UpEnd dev log #0.1 - Frustration and Files
Hello, World! This is what I've been working on. It's about files, and a bit more.
I’ve been putting off writing the first entry in the dev log for quite a while, mostly because it’s hard to get a bearing on which direction to start from in the first place. The project touches on a lot of individual itches I’ve had over a long time, most of which do not have an obvious theme that connects them - or rather, it’s that trying to find the theme is the project. The itches themselves are also small, compact, concrete grievances; and what I propose is somewhat nebulous and aims at nothing smaller than reworking the base way data is accessed through a computer.
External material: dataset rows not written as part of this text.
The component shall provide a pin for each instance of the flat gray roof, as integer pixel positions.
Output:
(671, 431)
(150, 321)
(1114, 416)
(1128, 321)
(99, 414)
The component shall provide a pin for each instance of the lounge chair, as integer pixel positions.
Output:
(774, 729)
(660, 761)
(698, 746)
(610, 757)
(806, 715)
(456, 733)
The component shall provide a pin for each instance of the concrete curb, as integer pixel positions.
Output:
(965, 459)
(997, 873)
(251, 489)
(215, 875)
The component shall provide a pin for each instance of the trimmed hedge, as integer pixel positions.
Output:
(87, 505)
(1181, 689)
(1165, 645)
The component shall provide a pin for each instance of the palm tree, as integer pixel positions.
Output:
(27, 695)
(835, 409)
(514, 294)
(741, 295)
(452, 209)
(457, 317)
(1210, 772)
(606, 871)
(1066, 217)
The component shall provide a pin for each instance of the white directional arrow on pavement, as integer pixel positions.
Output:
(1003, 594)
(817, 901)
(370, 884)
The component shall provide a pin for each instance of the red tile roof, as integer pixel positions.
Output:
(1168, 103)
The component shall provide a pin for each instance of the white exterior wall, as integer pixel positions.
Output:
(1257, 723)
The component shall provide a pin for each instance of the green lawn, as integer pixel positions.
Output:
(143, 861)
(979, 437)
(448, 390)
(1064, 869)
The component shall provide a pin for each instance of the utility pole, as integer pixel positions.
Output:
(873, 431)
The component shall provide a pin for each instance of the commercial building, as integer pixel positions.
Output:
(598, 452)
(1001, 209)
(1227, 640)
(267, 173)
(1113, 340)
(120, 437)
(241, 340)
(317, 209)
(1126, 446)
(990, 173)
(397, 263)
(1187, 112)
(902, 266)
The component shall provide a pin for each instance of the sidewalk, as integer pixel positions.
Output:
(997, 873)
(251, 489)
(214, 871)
I’d like to think I’m on a certain path though, that I’m Inventing on Principle, but it’s articulating the principles that is the hard part, and perhaps what I’m trying to do is to find these principles along the way, one capability at a time.
My hope is that by building a system that allows for a different kind of relating (to) information, and leaving it open-ended in just the right way, the combinatorics of the core mechanics will kick in and “take care of the rest”. Omar1 put it nicely in his tweet, but it wouldn’t be a proper attempt at a computer revolution without a quote from one of the greats:
You get simplicity by finding a slightly more sophisticated building block to build your theories out of.
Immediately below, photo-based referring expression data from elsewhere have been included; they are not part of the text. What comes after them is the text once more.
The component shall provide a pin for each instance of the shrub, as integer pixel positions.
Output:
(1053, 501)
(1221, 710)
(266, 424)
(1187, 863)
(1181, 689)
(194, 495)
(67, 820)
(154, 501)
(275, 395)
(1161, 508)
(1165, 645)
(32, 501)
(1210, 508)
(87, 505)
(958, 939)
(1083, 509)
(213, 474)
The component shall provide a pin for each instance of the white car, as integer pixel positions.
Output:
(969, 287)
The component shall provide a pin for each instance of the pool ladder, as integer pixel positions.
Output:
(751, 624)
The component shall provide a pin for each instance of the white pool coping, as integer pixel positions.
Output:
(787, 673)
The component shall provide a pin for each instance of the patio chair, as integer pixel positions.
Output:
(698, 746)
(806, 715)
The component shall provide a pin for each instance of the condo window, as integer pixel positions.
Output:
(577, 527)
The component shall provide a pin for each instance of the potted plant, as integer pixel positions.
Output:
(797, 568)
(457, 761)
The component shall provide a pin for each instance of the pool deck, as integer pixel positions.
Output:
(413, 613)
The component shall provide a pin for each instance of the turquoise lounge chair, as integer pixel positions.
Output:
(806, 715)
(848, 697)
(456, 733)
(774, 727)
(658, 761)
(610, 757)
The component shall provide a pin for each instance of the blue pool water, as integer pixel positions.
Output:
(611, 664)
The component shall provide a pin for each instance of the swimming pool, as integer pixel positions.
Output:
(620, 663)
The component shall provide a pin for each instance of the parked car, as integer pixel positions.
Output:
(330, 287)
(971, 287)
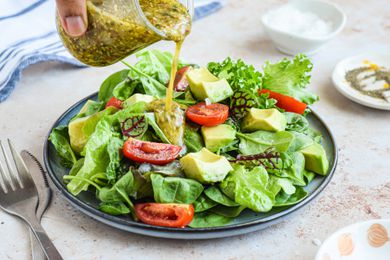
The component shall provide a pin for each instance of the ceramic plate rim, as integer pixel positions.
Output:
(352, 94)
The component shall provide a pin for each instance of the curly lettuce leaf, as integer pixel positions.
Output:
(59, 137)
(249, 188)
(175, 189)
(240, 75)
(290, 78)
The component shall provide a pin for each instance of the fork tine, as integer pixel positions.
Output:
(21, 167)
(2, 179)
(4, 172)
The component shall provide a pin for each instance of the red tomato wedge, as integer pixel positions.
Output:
(114, 102)
(150, 152)
(208, 115)
(181, 81)
(287, 103)
(165, 215)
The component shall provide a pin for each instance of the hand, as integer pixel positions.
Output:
(73, 16)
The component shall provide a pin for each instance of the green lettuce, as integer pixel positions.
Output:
(59, 137)
(175, 189)
(290, 78)
(260, 141)
(249, 188)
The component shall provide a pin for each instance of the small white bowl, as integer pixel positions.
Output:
(293, 44)
(360, 241)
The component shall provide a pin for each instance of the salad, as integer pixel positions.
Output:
(238, 140)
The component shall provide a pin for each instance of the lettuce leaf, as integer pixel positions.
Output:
(249, 188)
(59, 137)
(260, 141)
(290, 78)
(175, 189)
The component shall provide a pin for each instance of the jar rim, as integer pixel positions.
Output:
(190, 8)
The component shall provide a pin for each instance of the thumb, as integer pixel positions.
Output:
(73, 16)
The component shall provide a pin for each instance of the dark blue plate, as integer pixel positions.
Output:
(248, 221)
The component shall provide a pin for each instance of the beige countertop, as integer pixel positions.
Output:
(360, 189)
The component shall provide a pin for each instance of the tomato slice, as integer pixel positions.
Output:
(287, 103)
(208, 115)
(181, 81)
(114, 102)
(165, 215)
(150, 152)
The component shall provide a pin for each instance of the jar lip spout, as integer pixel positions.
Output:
(190, 8)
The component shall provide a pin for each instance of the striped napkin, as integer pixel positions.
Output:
(28, 35)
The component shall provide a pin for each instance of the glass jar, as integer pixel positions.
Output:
(118, 28)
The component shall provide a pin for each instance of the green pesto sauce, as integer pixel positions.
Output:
(115, 30)
(171, 122)
(352, 77)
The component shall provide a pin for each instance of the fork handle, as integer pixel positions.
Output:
(47, 246)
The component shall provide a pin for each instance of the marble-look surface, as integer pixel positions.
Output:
(360, 189)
Alan Kay: Power of Simplicity
The project itself may be complex and certainly difficult to implement, as computer foundations don’t budge easily - but (a new kind of) simplicity is the goal.
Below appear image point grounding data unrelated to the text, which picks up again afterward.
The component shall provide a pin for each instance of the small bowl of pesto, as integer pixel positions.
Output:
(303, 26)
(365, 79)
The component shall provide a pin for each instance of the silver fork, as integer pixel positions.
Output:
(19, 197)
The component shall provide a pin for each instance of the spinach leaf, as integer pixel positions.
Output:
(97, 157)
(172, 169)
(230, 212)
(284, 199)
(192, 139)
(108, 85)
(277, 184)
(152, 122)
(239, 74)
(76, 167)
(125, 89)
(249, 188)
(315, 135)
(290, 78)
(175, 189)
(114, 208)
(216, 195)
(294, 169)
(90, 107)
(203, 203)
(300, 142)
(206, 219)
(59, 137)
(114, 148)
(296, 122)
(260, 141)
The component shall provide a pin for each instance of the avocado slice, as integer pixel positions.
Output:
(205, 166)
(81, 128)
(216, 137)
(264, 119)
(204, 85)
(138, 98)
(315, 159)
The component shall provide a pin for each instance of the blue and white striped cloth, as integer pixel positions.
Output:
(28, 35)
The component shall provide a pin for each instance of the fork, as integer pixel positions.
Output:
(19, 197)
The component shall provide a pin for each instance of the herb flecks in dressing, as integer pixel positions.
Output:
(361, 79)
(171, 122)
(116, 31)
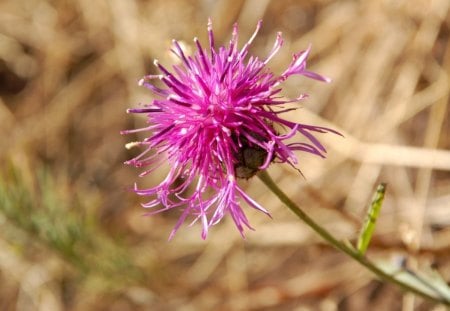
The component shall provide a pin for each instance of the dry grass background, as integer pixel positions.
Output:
(73, 238)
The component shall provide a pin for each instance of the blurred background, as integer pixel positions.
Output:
(74, 238)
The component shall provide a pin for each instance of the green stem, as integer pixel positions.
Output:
(349, 250)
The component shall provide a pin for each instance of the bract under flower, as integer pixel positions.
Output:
(215, 122)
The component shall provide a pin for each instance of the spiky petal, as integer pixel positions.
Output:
(215, 121)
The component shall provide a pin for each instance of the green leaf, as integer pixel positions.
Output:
(372, 214)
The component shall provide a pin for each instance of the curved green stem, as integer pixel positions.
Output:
(347, 249)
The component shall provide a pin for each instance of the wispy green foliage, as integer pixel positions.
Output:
(371, 218)
(56, 219)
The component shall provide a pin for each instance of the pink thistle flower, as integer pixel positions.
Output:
(215, 122)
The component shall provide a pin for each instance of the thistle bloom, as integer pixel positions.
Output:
(217, 119)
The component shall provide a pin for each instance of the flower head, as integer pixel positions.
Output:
(217, 119)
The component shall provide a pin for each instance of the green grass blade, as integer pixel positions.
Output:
(369, 224)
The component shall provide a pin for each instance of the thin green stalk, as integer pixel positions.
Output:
(347, 249)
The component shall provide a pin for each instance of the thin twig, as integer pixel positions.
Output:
(347, 249)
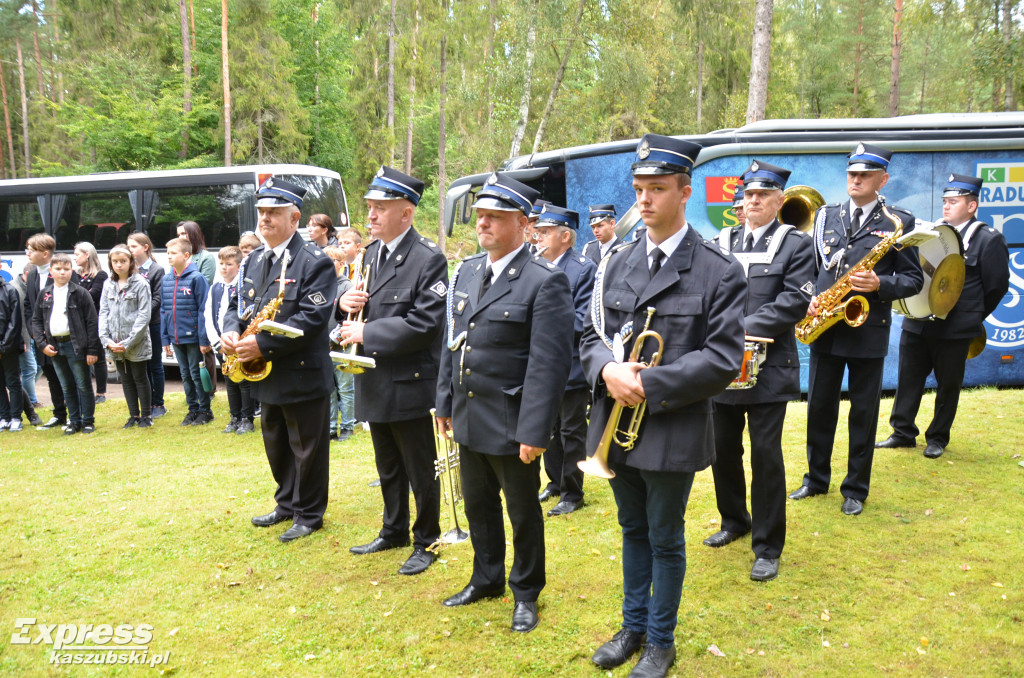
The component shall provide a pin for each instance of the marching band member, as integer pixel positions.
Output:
(845, 234)
(294, 395)
(509, 329)
(941, 344)
(556, 231)
(403, 314)
(602, 222)
(778, 260)
(696, 291)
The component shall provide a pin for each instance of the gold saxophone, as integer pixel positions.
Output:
(832, 308)
(258, 368)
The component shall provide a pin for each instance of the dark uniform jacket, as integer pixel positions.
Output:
(985, 282)
(581, 271)
(774, 304)
(899, 274)
(404, 320)
(593, 249)
(698, 298)
(516, 356)
(301, 366)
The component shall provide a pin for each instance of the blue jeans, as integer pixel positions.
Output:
(343, 401)
(651, 510)
(30, 371)
(76, 382)
(189, 359)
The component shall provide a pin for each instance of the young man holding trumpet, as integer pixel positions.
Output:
(691, 293)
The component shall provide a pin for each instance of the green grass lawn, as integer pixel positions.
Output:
(152, 526)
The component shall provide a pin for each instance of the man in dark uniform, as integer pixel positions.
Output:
(403, 314)
(941, 344)
(556, 230)
(695, 291)
(602, 222)
(779, 261)
(509, 329)
(294, 396)
(845, 234)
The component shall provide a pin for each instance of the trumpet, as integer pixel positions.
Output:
(348, 361)
(446, 470)
(626, 438)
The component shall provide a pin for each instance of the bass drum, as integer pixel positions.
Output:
(942, 263)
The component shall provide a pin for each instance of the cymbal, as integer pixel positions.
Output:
(947, 283)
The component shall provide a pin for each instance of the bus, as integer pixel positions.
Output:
(927, 149)
(104, 209)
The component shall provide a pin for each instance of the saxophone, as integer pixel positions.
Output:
(258, 368)
(853, 310)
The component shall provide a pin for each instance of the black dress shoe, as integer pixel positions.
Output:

In this series of posts, I’d like to outline the problems and motivations that are behind UpEnd, and at the end, also the solution I have come up with, that I believe could address them.
So what is it all about?
Part 1 - Files
It’s about files and the filesystem, data and databases, and personal computing. The venerable file in a tree is one of the most successful building blocks of personal computing we have. Beware those who seek to take away your files! They are one of the few ways we have left to actually take control over data and inspect the “insides” of a computer, and it’s not a coincidence that the platforms with the least amount of user control all try to hide files, in one way or another. Conversely, the oft-repeated (and almost sacred) “everything is a file” philosophy of UNIX means that an operator can just about do anything on the computer with a handful of simple tools. Recently, Omar’s TabFS project, which takes the browser and essentially turns it inside out by exposing everything from input fields to image files to the filesystem, applies that to arguably the most powerful and ubiquitous platform currently in existence - you can now automate everything on the web in just a couple lines of shell, or explore it in Explorer and what have you - the choice is yours, it’s all just files!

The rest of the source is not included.